Screened as part of NZIFF 2017
Quest 2017
Quest brings us a vital and disarmingly intimate picture of American life through the Obama years as experienced by a young black family living on Philadelphia’s rough north side. The director Jonathan Olshefski set out to make a film about his friend Christopher ‘Quest’ Rainey’s home recording studio and the community that gathered there. He soon extended his frame to include Christine’a (aka Ma Quest), their young daughter Patricia, and Christine’a’s grown-up son from an earlier marriage.
When we meet him, Quest is mobilising the neighbourhood to vote for the first black president. The film ends a decade later with the election of the white billionaire who told black voters their lives were already so bad they had nothing to lose. The passage of time is marked by news events – successive elections, Hurricane Sandy, the Newtown shooting – and Patricia’s growth from sparky child to spikey young woman. (Like a non-fictional Boyhood, the film witnesses children growing up and parents growing older in mesmerising condensed form.)

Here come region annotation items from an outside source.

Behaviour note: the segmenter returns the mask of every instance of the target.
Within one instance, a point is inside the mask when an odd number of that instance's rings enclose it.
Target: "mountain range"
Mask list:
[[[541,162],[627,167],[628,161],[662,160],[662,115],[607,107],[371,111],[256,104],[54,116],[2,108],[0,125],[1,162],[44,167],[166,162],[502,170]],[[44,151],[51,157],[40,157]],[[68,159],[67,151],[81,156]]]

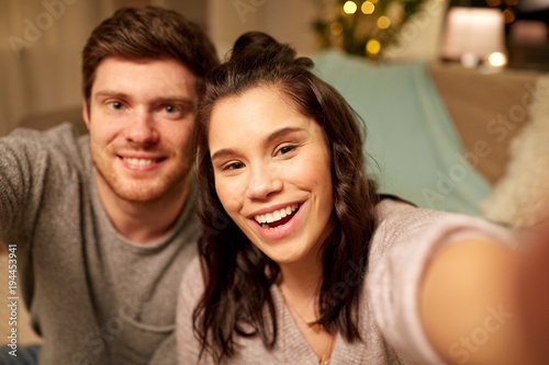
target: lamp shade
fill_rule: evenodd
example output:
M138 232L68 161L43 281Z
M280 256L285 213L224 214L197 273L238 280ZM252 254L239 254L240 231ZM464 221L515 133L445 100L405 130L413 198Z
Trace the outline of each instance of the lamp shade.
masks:
M505 53L505 19L498 9L456 7L448 11L442 58L473 55L484 59L494 52Z

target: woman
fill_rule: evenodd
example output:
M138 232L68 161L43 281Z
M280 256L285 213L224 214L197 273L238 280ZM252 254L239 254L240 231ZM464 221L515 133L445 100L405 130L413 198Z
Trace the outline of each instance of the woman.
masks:
M380 197L355 116L311 67L248 33L209 77L179 362L525 364L508 232Z

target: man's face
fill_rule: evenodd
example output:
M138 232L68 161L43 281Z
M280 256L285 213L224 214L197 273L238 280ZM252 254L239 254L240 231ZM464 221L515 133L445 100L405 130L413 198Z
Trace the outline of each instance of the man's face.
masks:
M128 202L180 194L197 103L195 77L176 60L102 60L83 111L99 189Z

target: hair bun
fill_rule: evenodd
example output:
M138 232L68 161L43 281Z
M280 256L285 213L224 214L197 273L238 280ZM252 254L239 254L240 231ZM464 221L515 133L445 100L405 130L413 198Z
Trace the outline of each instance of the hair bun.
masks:
M232 57L238 56L242 53L246 53L247 49L251 48L271 48L281 46L273 37L262 32L247 32L244 33L236 39L233 46Z
M262 32L247 32L236 39L231 54L231 62L257 67L274 62L294 64L298 67L311 68L313 61L306 57L296 58L295 50L288 44L277 42Z

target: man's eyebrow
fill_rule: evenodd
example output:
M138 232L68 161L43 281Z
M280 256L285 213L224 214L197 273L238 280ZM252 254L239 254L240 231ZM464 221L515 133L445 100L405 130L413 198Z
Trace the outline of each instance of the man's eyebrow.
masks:
M130 95L120 92L120 91L114 91L114 90L101 90L96 93L96 96L108 96L108 98L119 98L119 99L127 99ZM167 95L167 96L161 96L155 100L156 102L159 103L166 103L166 102L178 102L178 103L186 103L186 104L191 104L194 105L197 104L195 101L192 98L189 96L180 96L180 95Z
M212 161L215 159L220 159L222 157L235 155L235 150L232 148L223 148L212 155Z
M96 94L93 96L96 96L96 98L110 96L110 98L125 99L125 98L127 98L127 94L123 93L123 92L114 91L114 90L101 90L101 91L96 92Z
M267 138L265 138L262 145L269 145L270 142L272 142L273 140L280 138L280 137L284 137L289 134L292 134L292 133L296 133L296 132L302 132L303 129L302 128L296 128L296 127L284 127L284 128L280 128L278 130L274 130L273 133L271 133L269 136L267 136ZM232 156L232 155L235 155L236 151L232 148L223 148L223 149L220 149L219 151L215 151L215 153L212 155L212 161L215 160L215 159L219 159L219 158L222 158L222 157L226 157L226 156Z

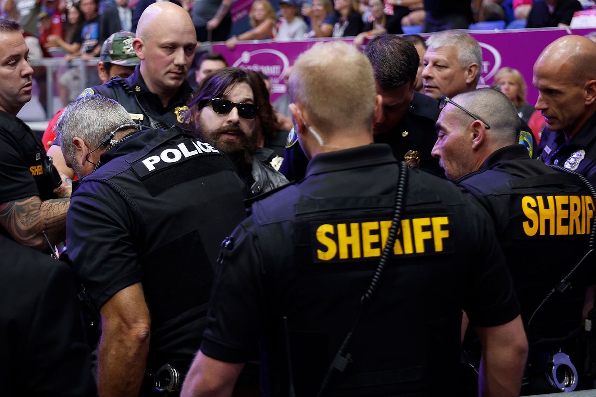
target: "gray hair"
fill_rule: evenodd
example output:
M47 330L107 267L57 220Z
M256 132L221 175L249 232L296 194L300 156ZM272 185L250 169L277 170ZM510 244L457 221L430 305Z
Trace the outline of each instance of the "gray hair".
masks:
M82 139L97 148L104 137L122 124L134 123L128 112L116 101L101 95L79 98L64 108L56 123L56 143L72 159L73 138Z
M426 40L429 49L440 48L452 46L458 49L457 58L461 67L476 63L478 65L478 73L474 80L478 84L482 68L482 49L480 45L471 36L460 30L444 30L433 34Z
M456 95L453 100L491 126L488 133L499 147L517 143L521 120L516 107L501 91L491 87L479 88ZM469 118L457 107L455 110Z

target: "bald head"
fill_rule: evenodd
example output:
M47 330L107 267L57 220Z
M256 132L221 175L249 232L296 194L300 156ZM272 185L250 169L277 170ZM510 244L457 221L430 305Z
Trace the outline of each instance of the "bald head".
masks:
M168 2L151 4L139 19L132 45L147 88L166 107L194 58L197 34L188 12Z
M596 111L596 43L572 35L557 39L534 64L532 83L548 129L573 139Z

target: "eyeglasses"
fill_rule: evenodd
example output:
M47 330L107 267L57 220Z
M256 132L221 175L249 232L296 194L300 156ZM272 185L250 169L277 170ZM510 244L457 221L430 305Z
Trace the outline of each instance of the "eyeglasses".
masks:
M439 108L442 109L443 108L445 107L445 105L447 105L447 104L451 104L454 106L456 106L460 108L464 112L465 112L471 117L474 117L474 120L479 120L480 121L482 121L482 123L484 123L485 128L486 128L487 130L491 129L491 126L488 125L488 123L486 123L486 121L485 121L483 120L477 116L474 113L472 113L471 111L470 111L462 105L456 104L447 96L445 96L445 95L441 95L441 97L439 98Z
M259 110L259 108L253 104L237 104L221 98L212 98L207 101L211 102L213 111L219 114L228 114L235 107L238 115L243 118L254 118Z

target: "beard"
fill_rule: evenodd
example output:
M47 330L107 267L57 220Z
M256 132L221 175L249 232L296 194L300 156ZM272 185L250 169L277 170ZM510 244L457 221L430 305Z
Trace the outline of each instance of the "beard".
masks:
M239 126L221 127L210 131L199 121L195 126L196 135L206 142L227 154L238 166L252 163L253 154L256 148L256 134L247 136ZM231 140L222 136L232 133L238 137Z

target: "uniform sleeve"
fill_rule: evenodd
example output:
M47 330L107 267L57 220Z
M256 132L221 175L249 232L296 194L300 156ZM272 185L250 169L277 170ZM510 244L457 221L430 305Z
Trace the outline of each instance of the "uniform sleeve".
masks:
M0 204L31 196L38 196L37 184L27 159L15 143L0 134ZM34 155L32 152L31 155Z
M201 351L225 362L246 362L258 357L264 298L258 238L245 228L232 235L231 249L222 248L211 292Z
M122 197L88 182L70 200L66 216L69 257L98 310L119 291L139 283L142 272L133 236L140 233Z
M475 249L470 257L464 310L474 326L501 325L519 314L513 283L488 215L473 203L467 214L468 240L476 243L471 243Z
M95 396L72 272L63 263L51 265L25 342L21 369L27 380L21 390L25 395Z

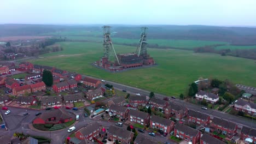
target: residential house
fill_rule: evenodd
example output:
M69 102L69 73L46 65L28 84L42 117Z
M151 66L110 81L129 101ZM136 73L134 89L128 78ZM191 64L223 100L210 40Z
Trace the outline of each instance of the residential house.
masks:
M94 100L94 99L103 97L103 93L101 88L92 90L86 93L86 98L89 100Z
M153 97L149 100L149 104L152 105L153 108L156 108L164 110L168 106L168 102L163 99Z
M205 99L207 102L211 104L216 104L219 101L219 96L218 95L203 91L197 92L195 95L195 97L197 100L199 100Z
M63 99L65 103L73 103L84 101L84 97L79 94L63 95Z
M70 80L67 81L69 88L73 89L77 87L77 82L75 80Z
M191 127L178 123L174 128L174 135L193 144L197 143L200 140L201 132Z
M142 111L130 110L129 113L129 121L144 125L149 125L150 116L149 114Z
M243 100L238 100L235 104L234 109L250 115L256 115L256 104Z
M169 103L168 105L164 109L166 117L174 115L176 118L182 119L188 115L188 108L184 105L174 103Z
M236 134L237 130L237 125L229 121L214 117L211 123L210 130L217 131L221 133L223 135L226 135L229 138L231 139Z
M97 137L101 131L101 126L97 122L92 122L75 132L75 137L79 140L92 140Z
M174 122L170 119L152 115L150 118L150 127L156 128L170 133L173 129Z
M31 84L30 85L30 87L31 87L32 92L33 93L38 91L45 91L46 89L46 86L44 82Z
M30 70L33 69L33 65L28 62L22 62L20 63L19 67L22 69Z
M110 126L108 131L108 139L111 141L118 141L124 144L129 144L132 141L134 133L126 129L120 129L116 127Z
M130 96L129 104L133 107L145 106L148 104L146 96Z
M101 84L101 81L91 77L85 77L83 79L83 83L85 85L95 88L98 87L100 84Z
M256 129L243 126L240 138L245 143L256 143Z
M18 87L20 86L16 80L11 78L8 77L5 80L5 87L10 89L13 89L14 88Z
M200 144L226 144L226 143L213 137L213 136L204 134L201 137Z
M59 108L43 112L33 121L33 124L60 124L75 119L75 115L66 111L64 108Z
M44 96L41 98L41 104L44 105L61 105L62 99L60 96Z
M13 95L15 96L22 96L31 93L31 87L30 85L24 85L15 87L13 89Z
M210 116L201 112L190 110L188 112L189 122L200 125L206 126L210 123Z
M109 107L108 113L110 116L116 116L117 117L120 118L121 119L125 119L128 118L129 111L129 110L126 107L112 105Z
M15 100L18 104L31 105L36 104L37 101L33 97L23 96L18 97Z
M0 96L0 104L8 103L10 101L10 98L7 95Z
M53 89L55 92L60 92L69 89L69 85L67 82L64 81L56 83L53 86Z

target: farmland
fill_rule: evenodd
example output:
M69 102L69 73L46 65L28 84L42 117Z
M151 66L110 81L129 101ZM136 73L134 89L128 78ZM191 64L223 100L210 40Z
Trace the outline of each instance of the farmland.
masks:
M256 86L256 66L253 60L212 53L195 53L190 51L149 49L148 52L158 65L113 74L91 65L103 55L101 43L59 44L63 47L63 51L40 56L43 58L33 60L32 63L56 67L168 95L184 93L188 85L199 77L228 79L235 83ZM136 50L135 47L118 45L115 45L115 48L117 53Z

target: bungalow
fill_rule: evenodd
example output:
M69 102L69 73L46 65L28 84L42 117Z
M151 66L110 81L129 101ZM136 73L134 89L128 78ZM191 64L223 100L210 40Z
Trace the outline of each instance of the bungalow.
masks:
M34 119L33 124L63 123L75 119L74 117L74 114L67 112L61 107L43 113Z
M116 116L121 119L125 119L128 118L128 113L129 110L122 106L112 105L109 107L109 116Z
M33 97L18 97L16 99L17 103L25 105L34 105L37 103L37 99Z
M174 122L171 120L152 115L150 118L150 127L156 128L170 133L173 129Z
M97 137L101 131L101 126L97 122L92 122L75 132L75 137L79 140L92 140Z
M126 129L120 129L114 126L110 126L108 131L108 139L111 141L118 141L119 143L124 144L131 143L134 133Z
M28 62L22 62L20 63L19 67L22 69L30 70L33 69L33 65Z
M65 103L72 103L78 101L84 101L84 97L82 95L63 95L63 101Z
M146 112L130 110L129 113L129 121L138 123L146 127L149 125L150 117L149 114Z
M134 106L145 106L148 103L146 96L130 96L129 98L129 104Z
M210 130L212 131L217 131L226 135L230 139L232 138L237 130L237 125L234 123L226 121L222 118L214 117L211 123Z
M32 92L34 93L41 91L45 91L46 86L44 82L36 83L30 85Z
M195 97L197 100L201 100L205 99L207 102L211 104L216 104L219 101L219 96L214 93L206 92L203 91L197 92Z
M82 81L85 85L94 88L98 87L100 84L101 84L100 81L89 77L85 77L83 79Z
M41 104L43 105L60 105L62 103L62 99L60 96L45 96L41 98Z
M94 99L103 97L103 93L101 88L98 88L95 90L89 91L86 93L86 98L89 100L94 100Z
M53 86L53 89L55 92L60 92L66 89L69 89L69 85L66 81L60 82L55 84Z
M201 132L192 128L178 123L174 128L174 135L193 144L197 143L200 140Z
M67 81L69 85L69 88L74 88L77 87L77 82L75 80L70 80Z
M256 104L243 100L238 100L235 104L234 109L250 115L256 115Z
M241 140L245 143L255 143L256 129L243 126L241 130Z
M30 85L24 85L23 86L15 87L13 89L13 95L15 96L22 96L26 94L31 93L31 87Z
M203 136L201 137L200 144L226 144L226 143L218 140L216 138L213 137L213 136L204 134Z
M190 110L188 112L189 122L200 125L206 126L210 123L210 116L201 112Z

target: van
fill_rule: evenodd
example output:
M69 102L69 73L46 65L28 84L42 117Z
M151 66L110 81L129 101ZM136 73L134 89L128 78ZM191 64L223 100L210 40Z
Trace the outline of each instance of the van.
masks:
M71 128L69 128L68 129L68 132L70 133L71 131L73 131L75 130L75 127L72 127Z

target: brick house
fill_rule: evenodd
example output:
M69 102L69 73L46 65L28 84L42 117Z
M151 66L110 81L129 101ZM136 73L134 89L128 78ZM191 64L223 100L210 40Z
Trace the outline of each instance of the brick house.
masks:
M31 93L31 87L30 85L24 85L23 86L15 87L13 89L13 95L15 96L22 96L25 94Z
M79 140L92 140L97 137L101 131L101 126L97 122L92 122L75 132L75 136Z
M187 125L177 123L174 128L174 135L193 144L197 143L200 140L201 132Z
M41 104L44 105L61 105L62 99L60 96L44 96L41 98Z
M166 117L174 115L176 118L182 119L188 115L188 108L184 105L169 103L169 105L164 109L164 113Z
M93 87L94 88L98 87L101 84L101 81L89 77L85 77L83 79L83 83L85 85Z
M55 92L60 92L66 89L69 89L69 85L67 82L64 81L56 83L53 86L53 89Z
M243 100L238 100L235 104L234 109L250 115L256 115L256 104Z
M82 95L63 95L63 102L65 103L73 103L78 101L84 101L84 97Z
M10 101L10 98L7 95L0 96L0 104L8 103Z
M108 131L108 139L115 142L116 140L121 143L129 144L132 141L134 133L126 129L120 129L110 126Z
M130 110L129 113L129 121L144 125L149 125L150 116L146 112Z
M212 93L201 91L195 94L197 100L202 100L205 99L207 102L211 104L216 104L219 101L219 96Z
M241 130L240 139L245 143L255 143L256 129L243 126Z
M7 74L9 73L9 68L6 66L3 66L0 67L0 74L2 74L3 73Z
M149 100L149 104L152 105L153 108L164 110L168 106L168 103L166 100L153 97Z
M217 131L231 139L236 134L237 125L229 121L226 121L222 118L214 117L211 123L210 130L212 131Z
M60 124L75 119L75 115L67 112L63 108L43 112L33 121L33 124Z
M37 100L33 97L20 96L17 97L15 100L18 104L31 105L36 104L37 101Z
M86 98L89 100L94 100L94 99L103 97L103 92L101 88L92 90L86 93Z
M148 104L147 98L144 95L130 96L129 104L134 107L138 106L145 106Z
M226 143L218 140L212 136L204 134L201 137L200 144L226 144Z
M19 67L20 69L26 69L26 70L32 69L33 67L34 66L33 64L28 62L22 62L19 65Z
M44 82L40 82L34 84L30 85L31 91L32 92L35 93L38 91L45 91L46 86Z
M173 129L174 122L170 119L152 115L150 118L150 127L156 128L169 134Z
M5 87L10 89L13 89L15 87L20 87L20 84L11 78L7 78L5 80Z
M117 117L120 118L121 119L125 119L128 118L128 113L129 110L126 107L122 106L112 105L109 107L109 116L116 116Z
M67 81L69 88L73 89L77 87L77 82L75 80L70 80Z
M190 110L188 112L189 122L200 125L206 126L210 123L210 116L201 112Z

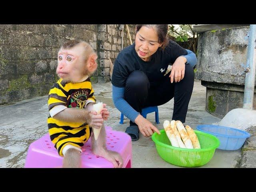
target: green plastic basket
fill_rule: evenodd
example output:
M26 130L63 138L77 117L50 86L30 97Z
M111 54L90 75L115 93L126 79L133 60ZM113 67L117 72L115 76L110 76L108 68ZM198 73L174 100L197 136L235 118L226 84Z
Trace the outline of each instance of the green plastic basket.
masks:
M165 161L182 167L198 167L209 162L220 145L220 141L215 136L201 131L194 130L199 140L201 149L184 149L171 146L164 131L161 134L155 132L152 140L156 144L158 153Z

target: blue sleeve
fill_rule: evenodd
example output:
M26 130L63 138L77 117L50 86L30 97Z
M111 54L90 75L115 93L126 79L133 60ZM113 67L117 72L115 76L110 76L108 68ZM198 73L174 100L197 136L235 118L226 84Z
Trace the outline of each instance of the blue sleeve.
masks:
M117 109L134 123L140 113L136 111L124 100L124 87L117 87L112 85L113 102Z
M186 64L189 64L192 67L194 67L197 63L197 59L196 56L196 54L190 50L186 49L188 54L186 55L182 55L182 57L184 57L187 59L187 62Z

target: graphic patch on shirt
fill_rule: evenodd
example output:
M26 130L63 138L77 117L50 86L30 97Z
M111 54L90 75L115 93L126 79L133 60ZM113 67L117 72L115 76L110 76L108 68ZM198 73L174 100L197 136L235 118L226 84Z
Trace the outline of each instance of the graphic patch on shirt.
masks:
M75 107L78 109L84 108L90 90L87 89L75 91L69 97L67 106L68 108Z

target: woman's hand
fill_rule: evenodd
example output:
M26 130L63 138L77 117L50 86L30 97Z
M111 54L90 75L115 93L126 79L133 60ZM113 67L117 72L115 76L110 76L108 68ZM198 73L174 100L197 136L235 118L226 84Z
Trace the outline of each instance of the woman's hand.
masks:
M178 57L172 65L172 72L169 77L170 77L171 83L173 82L174 79L175 82L180 82L184 78L185 75L185 63L187 59L182 56Z
M135 122L139 127L140 131L146 137L149 137L153 134L154 132L160 134L157 128L152 124L144 118L141 115L139 115L135 119Z

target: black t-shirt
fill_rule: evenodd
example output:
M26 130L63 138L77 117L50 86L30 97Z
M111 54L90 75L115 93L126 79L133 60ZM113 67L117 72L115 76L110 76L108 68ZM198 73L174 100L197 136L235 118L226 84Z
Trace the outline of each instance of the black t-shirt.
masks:
M136 52L133 43L119 53L115 60L111 82L117 87L124 87L126 79L132 72L140 70L148 76L150 86L157 85L164 79L169 64L172 65L181 55L188 54L186 50L170 40L164 50L158 48L152 55L151 60L144 61Z

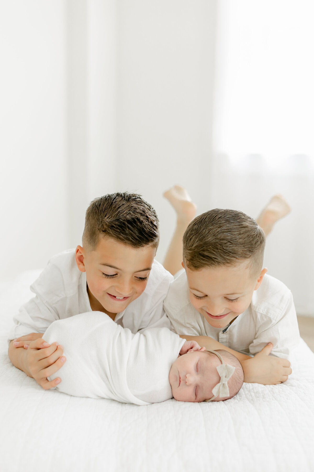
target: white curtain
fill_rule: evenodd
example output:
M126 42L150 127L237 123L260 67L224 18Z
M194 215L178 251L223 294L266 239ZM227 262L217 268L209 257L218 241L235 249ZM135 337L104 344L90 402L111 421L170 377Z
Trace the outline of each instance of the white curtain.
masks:
M314 3L220 0L212 194L253 217L292 208L267 239L269 273L314 315Z

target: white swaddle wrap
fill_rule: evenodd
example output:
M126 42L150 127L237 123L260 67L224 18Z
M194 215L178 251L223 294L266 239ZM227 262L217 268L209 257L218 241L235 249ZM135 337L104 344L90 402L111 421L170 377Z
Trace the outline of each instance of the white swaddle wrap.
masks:
M138 405L172 397L169 371L185 340L168 328L133 334L89 312L54 321L43 338L64 347L66 362L48 378L60 377L60 392Z

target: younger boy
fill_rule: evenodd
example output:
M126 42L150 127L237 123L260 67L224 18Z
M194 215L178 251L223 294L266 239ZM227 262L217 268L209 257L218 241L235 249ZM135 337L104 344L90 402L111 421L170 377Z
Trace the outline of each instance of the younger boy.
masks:
M198 337L209 336L243 353L245 381L278 383L291 373L289 361L271 359L273 374L263 376L259 354L250 355L270 342L272 354L286 360L299 335L291 292L262 268L265 245L262 230L241 211L216 209L197 217L183 237L185 272L171 284L164 308L182 337L206 346ZM210 341L210 348L219 347Z
M12 363L44 388L55 387L60 378L47 377L66 359L62 346L46 343L42 334L56 320L81 313L103 312L133 333L170 329L162 303L172 277L154 261L159 240L156 212L140 195L113 194L92 202L82 246L50 260L31 287L35 296L14 319L9 339L20 337L10 343Z

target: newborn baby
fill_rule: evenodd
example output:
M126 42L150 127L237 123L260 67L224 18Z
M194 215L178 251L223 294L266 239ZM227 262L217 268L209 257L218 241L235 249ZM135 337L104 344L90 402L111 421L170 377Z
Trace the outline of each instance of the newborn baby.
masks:
M56 321L43 337L64 346L66 362L48 379L60 377L56 388L70 395L138 405L217 401L243 383L241 363L226 351L206 351L167 328L133 334L100 312Z

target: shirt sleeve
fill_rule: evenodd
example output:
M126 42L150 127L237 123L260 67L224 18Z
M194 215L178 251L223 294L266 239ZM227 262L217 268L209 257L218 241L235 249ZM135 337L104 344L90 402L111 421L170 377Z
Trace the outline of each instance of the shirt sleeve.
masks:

It’s a warm and engrossing picture of smart people making the most of what they’ve got, helping others and weathering the ordinary storms of life – ill health, bad luck, occasional crossed purposes. But the Raineys endure troubles that are painfully specific to their colour and class and moment in history. Though Olshefski never beats a drum, he leaves no doubt how much the world might gain by showing Quest and his crew the same generosity they extend to the world.